I spend much of my time extolling the virtues of all things digital to VIPs across the the public sector. “We should be digital by default!” I exhort “Let’s re-engineer your processes top to bottom and make them available online – the service will improve, the citizens will love it and you’ll save lots of money“.
“We get it” they say “we know about channel shift – we’re with you, but what about the people who are not online?”
At this point in the meeting I pull out my Great Digital Transition diagram:
We or fortunate/unfortunate to live in a fascinating time when society is making the transition from nobody being online to everybody being on line.
There’s a risk that we get stuck in this moment and lose sight of the big picture. Sure – there are some people who are not online but that will only be true for the blink of an eye, relatively speaking.
It’s open to debate as to whether it’s the public sector’s job to get people online (my personal opinion is that the public sector has a key role to play in fostering digital inclusion).
This is almost a moot point however – our citizens will all be online eventually (if they want to be) regardless of any digital inclusion work we do.
94% of adults in the UK have a mobile phone. Yes – many/most of these handsets will not currently be Internet capable or the owner will have a tariff which excludes data – but this is set to change. Can you envisage a future that includes mobile devices which do not feature connectivity as standard and all you can eat data by default? I can’t.

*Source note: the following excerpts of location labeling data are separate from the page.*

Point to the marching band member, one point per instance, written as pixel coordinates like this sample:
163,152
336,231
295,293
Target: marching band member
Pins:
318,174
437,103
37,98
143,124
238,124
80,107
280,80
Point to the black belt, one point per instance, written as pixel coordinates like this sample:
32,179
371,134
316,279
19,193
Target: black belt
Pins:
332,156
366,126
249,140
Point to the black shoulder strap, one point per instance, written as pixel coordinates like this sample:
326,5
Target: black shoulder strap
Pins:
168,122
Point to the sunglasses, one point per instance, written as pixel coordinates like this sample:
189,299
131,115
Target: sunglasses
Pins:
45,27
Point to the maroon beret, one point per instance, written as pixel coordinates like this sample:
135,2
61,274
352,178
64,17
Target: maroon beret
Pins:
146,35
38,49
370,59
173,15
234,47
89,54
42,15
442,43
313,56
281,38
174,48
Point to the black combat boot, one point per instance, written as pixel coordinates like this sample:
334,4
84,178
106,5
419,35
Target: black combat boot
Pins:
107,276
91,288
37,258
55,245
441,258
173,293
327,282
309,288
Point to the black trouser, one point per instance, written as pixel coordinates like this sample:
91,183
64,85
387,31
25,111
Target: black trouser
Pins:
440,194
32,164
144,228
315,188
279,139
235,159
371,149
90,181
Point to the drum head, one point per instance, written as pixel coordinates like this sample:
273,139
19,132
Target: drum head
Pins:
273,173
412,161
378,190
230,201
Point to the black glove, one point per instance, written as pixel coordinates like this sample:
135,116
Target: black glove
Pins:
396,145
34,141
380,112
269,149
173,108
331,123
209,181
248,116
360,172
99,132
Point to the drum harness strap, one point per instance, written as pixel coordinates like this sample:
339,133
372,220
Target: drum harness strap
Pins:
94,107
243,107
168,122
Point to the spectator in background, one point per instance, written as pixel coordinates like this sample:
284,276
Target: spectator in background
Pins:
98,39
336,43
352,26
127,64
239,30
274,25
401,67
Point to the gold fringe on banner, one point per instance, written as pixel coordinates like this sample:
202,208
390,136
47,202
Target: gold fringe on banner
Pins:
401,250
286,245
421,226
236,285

97% of UK homes have a digital TV. Can you envisage a future which doesn’t include the ability to get online via a digital TV? I can’t.
By 2020 all our citizens will have a way to get online if they choose to do so and the proliferation of online-only services and savings will mean that they have a compelling reason to avail themselves of the various connectivity options.
I suspect that things like Universal Credit (online only), online shopping discounts/savings and the relentless march of Facebook and Twitter will do more in motivating people to get connected than all our inclusion strategies put together.
I was talking to a septuagenarian acquaintance of mine recently – a lady who has been steadfastly anti-digital. She’s now online and routinely uses online services. “What changed your mind?” I asked “Someone showed me Candy Crush.” she said.
Of course – there will always be people who prefer not to go online – that’s fine. It’s important to remember that not everyone in the UK is a telephone user – but nobody ever holds up this fact as a reason not to offer contact centres as a channel option.
The impact of the Internet on public services can be confusing and worrying for the people who deliver those services. We live in a fleeting moment when the transition to digital is not complete – but this must not stop us from designing public services from the starting point of assuming that everyone is online (if they want to be).
It’s easy – design good online services and they will naturally become the channel of choice for most people. That’s your channel shift done, what’s next?